The European Medicines Agency's Pharmacovigilance and Risk Assessment Committee (PRAC) has started a review to evaluate the cardiovascular risks with systemic ibuprofen medicines (such as those taken by mouth but not topical medicines like creams and gels). The cardiovascular risks being evaluated concern high-dose ibuprofen (2,400 mg per day) taken regularly for long periods. Ibuprofen is usually taken at lower doses and for short periods of time.
EMA said in a statement that there is therefore no suggestion of a similar cardiovascular risk with ibuprofen as used by the overwhelming majority of patients. Ibuprofen is one of the most widely used medicines for pain and inflammation and has a well-known safety profile, particularly at usual doses.
Ibuprofen belongs to a class of medicines known as non-steroidal anti-inflammatory drugs (NSAIDs). The safety of these medicines, including their cardiovascular risks, has been under close review by the EMA and national regulatory authorities for many years. Data, in particular the results of a published analysis of clinical trial data, have suggested that the cardiovascular risk with diclofenac and high-dose ibuprofen (2,400 mg) may be similar to the known risk with COX-2 inhibitors (also of the NSAID class). In 2013, the PRAC considered the available data relating to diclofenac and issued recommendations to minimize their risks.
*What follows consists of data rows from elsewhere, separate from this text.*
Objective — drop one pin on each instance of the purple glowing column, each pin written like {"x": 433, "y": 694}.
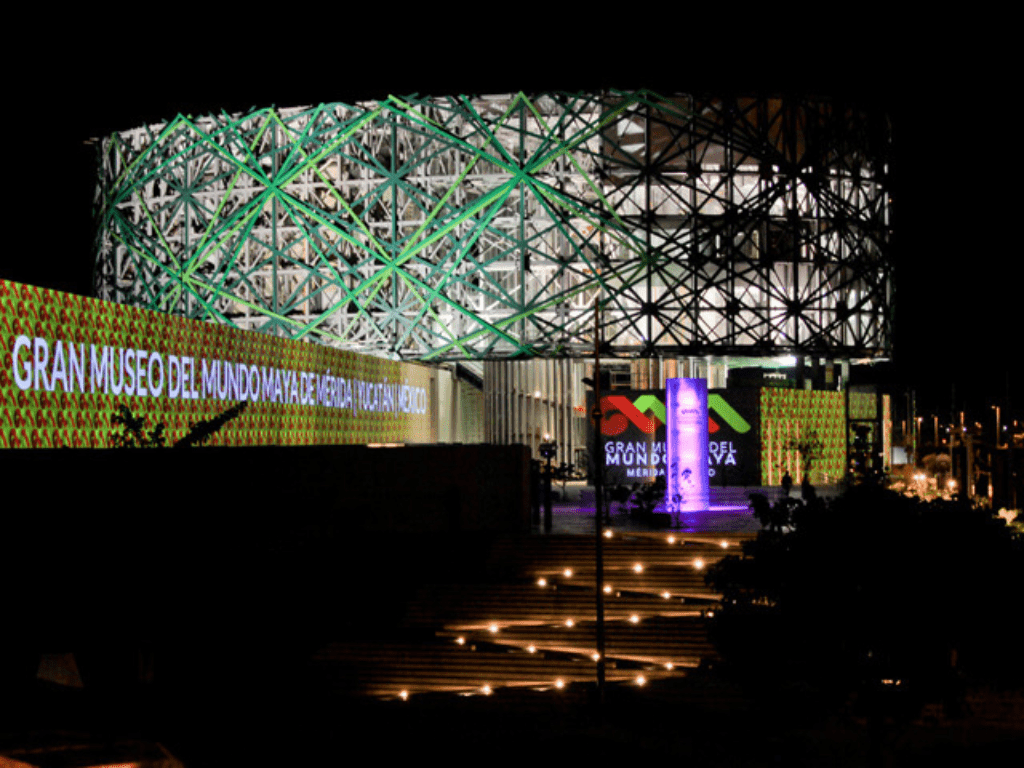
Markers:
{"x": 687, "y": 444}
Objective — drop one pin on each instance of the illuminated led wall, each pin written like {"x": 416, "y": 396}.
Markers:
{"x": 633, "y": 436}
{"x": 795, "y": 418}
{"x": 686, "y": 444}
{"x": 70, "y": 361}
{"x": 485, "y": 226}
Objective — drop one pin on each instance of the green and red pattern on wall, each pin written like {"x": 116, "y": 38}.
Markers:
{"x": 71, "y": 415}
{"x": 792, "y": 416}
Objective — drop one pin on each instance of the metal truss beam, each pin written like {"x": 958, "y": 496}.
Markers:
{"x": 486, "y": 226}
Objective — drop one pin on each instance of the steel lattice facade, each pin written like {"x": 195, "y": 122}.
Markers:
{"x": 485, "y": 227}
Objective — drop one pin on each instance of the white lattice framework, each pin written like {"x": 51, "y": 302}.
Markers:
{"x": 487, "y": 226}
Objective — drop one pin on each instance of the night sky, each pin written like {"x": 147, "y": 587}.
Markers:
{"x": 956, "y": 286}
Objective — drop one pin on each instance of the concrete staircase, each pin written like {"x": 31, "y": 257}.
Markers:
{"x": 536, "y": 626}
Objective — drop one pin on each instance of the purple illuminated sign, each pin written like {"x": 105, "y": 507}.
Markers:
{"x": 687, "y": 444}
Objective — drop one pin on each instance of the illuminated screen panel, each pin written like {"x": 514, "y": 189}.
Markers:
{"x": 633, "y": 436}
{"x": 686, "y": 438}
{"x": 70, "y": 361}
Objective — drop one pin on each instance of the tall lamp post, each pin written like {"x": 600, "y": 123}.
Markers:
{"x": 598, "y": 512}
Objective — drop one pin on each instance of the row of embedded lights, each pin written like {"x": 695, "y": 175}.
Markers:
{"x": 486, "y": 690}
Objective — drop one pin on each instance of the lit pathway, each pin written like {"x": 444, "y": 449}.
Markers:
{"x": 537, "y": 629}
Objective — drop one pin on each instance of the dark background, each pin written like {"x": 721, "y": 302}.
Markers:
{"x": 78, "y": 75}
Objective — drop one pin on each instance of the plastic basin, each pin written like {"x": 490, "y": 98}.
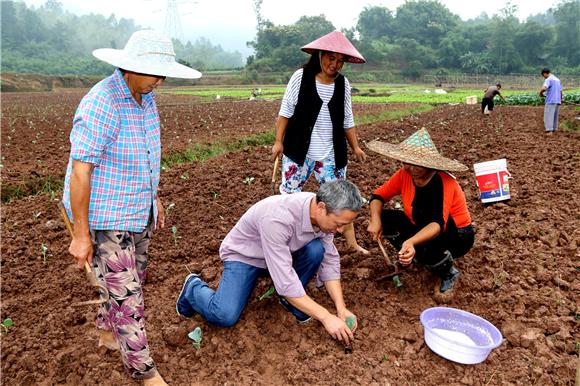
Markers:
{"x": 458, "y": 335}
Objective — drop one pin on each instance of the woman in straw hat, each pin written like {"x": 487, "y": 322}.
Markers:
{"x": 315, "y": 120}
{"x": 110, "y": 190}
{"x": 435, "y": 226}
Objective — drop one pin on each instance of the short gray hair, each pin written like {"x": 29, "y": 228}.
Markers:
{"x": 340, "y": 195}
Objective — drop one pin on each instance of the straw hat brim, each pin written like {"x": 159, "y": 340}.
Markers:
{"x": 120, "y": 59}
{"x": 417, "y": 156}
{"x": 349, "y": 58}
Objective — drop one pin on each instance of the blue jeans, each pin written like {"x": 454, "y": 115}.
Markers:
{"x": 224, "y": 306}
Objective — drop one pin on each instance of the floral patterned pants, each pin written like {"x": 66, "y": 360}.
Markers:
{"x": 295, "y": 176}
{"x": 120, "y": 264}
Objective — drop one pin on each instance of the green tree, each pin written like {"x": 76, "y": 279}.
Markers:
{"x": 426, "y": 21}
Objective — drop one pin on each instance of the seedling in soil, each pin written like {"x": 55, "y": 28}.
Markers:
{"x": 175, "y": 236}
{"x": 195, "y": 335}
{"x": 268, "y": 294}
{"x": 397, "y": 281}
{"x": 44, "y": 249}
{"x": 350, "y": 323}
{"x": 6, "y": 324}
{"x": 169, "y": 208}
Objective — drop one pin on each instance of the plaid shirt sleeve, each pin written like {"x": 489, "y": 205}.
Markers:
{"x": 95, "y": 125}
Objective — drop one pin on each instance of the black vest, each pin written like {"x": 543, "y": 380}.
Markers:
{"x": 301, "y": 124}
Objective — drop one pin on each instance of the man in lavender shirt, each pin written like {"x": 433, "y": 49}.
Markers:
{"x": 553, "y": 88}
{"x": 291, "y": 238}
The PRAC is now considering the available data relating to high-dose ibuprofen.
The review of ibuprofen was initiated on June 9, 2014 at the request of the UK’s Medicines and Healthcare products Regulatory Agency, under Article 31 of Directive 2001/83/EC. It follows concerns that high doses of ibuprofen could have a similar cardiovascular risk to those of COX-2 inhibitors.
PRAC, which is the committee responsible for the evaluation of safety issues for human medicines, will make a set of recommendations. As ibuprofen medicines are all authorized nationally, the PRAC recommendation will be forwarded to the Co-ordination Group for Mutual Recognition and Decentralized Procedures–Human (CMDh), which will adopt a final position. The CMDh, a body representing EU member states, is responsible for ensuring harmonized safety standards for medicines authorized via national procedures across the EU.